Graded on a Curve:
The Pretty Things,
Greatest Hits

Today we remember Phil May, The Pretty Things lead singer who passed away on Friday, May 15, 2020.

Mention England’s The Pretty Things, and most people will immediately direct your attention to 1968’s S.F. Sorrow, one of Western Civilization’s first rock operas (it preceded The Who’s Tommy by six months). Me, I prefer the band’s earlier, hard-driving R&B songs like “Rosalyn,” “Midnight to Six Man,” and “L.S.D.”

The pre-S.F. Sorrow Pretty Things specialized in a frenetic raunch-n-roll that split the difference between the Rolling Stones and Them. Powered by Phil May’s feral vocals and May’s stab to the heart guitar, the band’s sound was gritty as a mouthful of gravel, and you can hear them (as well as the band’s later psychedelic material) on 2017’s double LP Greatest Hits. Its 25 songs track the band from its R&B and blues-based early years through 1970’s Parachute, and make clear that Pretty Things were key players in the history of English rock ’n’ roll.

The 1964-66 Pretty Things were every bit the bad boys the Stones and The Who were, and quickly won a reputation for sowing chaos wherever they went. May claimed to have the longest hair in the UK; drummer Viv Prince’s mad behavior anticipated those of Keith Moon (and finally got hims sacked from the band). The band’s penchant for mayhem culminated in a 1965 stint in New Zealand, where they provoked as much outrage (and bad publicity) as The Who would later.

The early Pretty Things are best remembered for the 1964 song “Rosalyn,” which David Bowie covered on his 1973 LP Pinups. Bowie’s version reproduces the song’s primitive Bo Diddley beat, but Bowie’s vocals are positively enervated next to May’s Dionysian alley cat yowl. Ditto Pretty Thing’s 1964 hit “Don’t Bring Me Down.” Their version is furious, harmonica-fueled thing, and May goes at it in a full-throttle snarl. Bowie reproduces the song’s anarchic energy, but his singing’s prim, thin, mannered. It’s a case of savage vs. fop, and the savage wins hands down.

But May doesn’t always play the teengenerate. On 1965’s “Honey I Need” he tones down the primitivism and comes off sounding like the Mick Jagger of “Play with Fire.” And on “Cry to Me,” which bares a more than passing resemblance to Ben E. King’s “Stand by Me,” his vocals hold nary a hint of menace. He’s also on his best behavior on “Sittin’ All Alone” and the Dylanesque “I Can Never Say.”

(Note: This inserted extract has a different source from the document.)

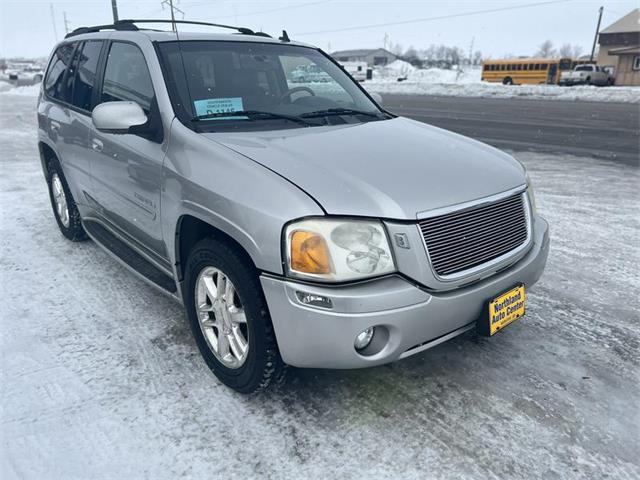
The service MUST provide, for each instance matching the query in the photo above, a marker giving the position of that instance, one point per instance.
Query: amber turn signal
(309, 253)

The garage rock classic “L.S.D.” marks a demarcation from the Pretty Things’ R&B origins and the psychedelic direction they would soon pursue. Its title points towards the band’s acid-fueled art rock, but the song itself is a TNT blast of old school garage rock; May’s downright belligerent, and peace and love are nowhere in sight.

The next song, “Defecting Grey,” reflects what was to come. It begins life as a showcase of sitar whimsy (you can literally hear Mays’ transformation from punk to hippie acid head) before Taylor’s guitar kicks things into interstellar overdrive. By the time you get to “Talkin’ About the Good Times, “Mr. Evasion,” and “Walking Through My Dreams,” the Pretty Things had moved from the garage to the head shop, and there was no looking back.

Perhaps the oddest thing about The Pretty Things is that while they’ll always be best remembered for S.F. Sorrow, it was a colossal flop. In fact, the band reached it commercial zenith back in 1965, and would never reach the Top 20 of the pop charts again. For them, at least, climbing aboard the Magic Bus didn’t pay off. In a sense, Bowie got it right when he chose to cover “Rosalyn” and “Don’t Bring Me Down”; they were the songs that helped put the Swinging in London.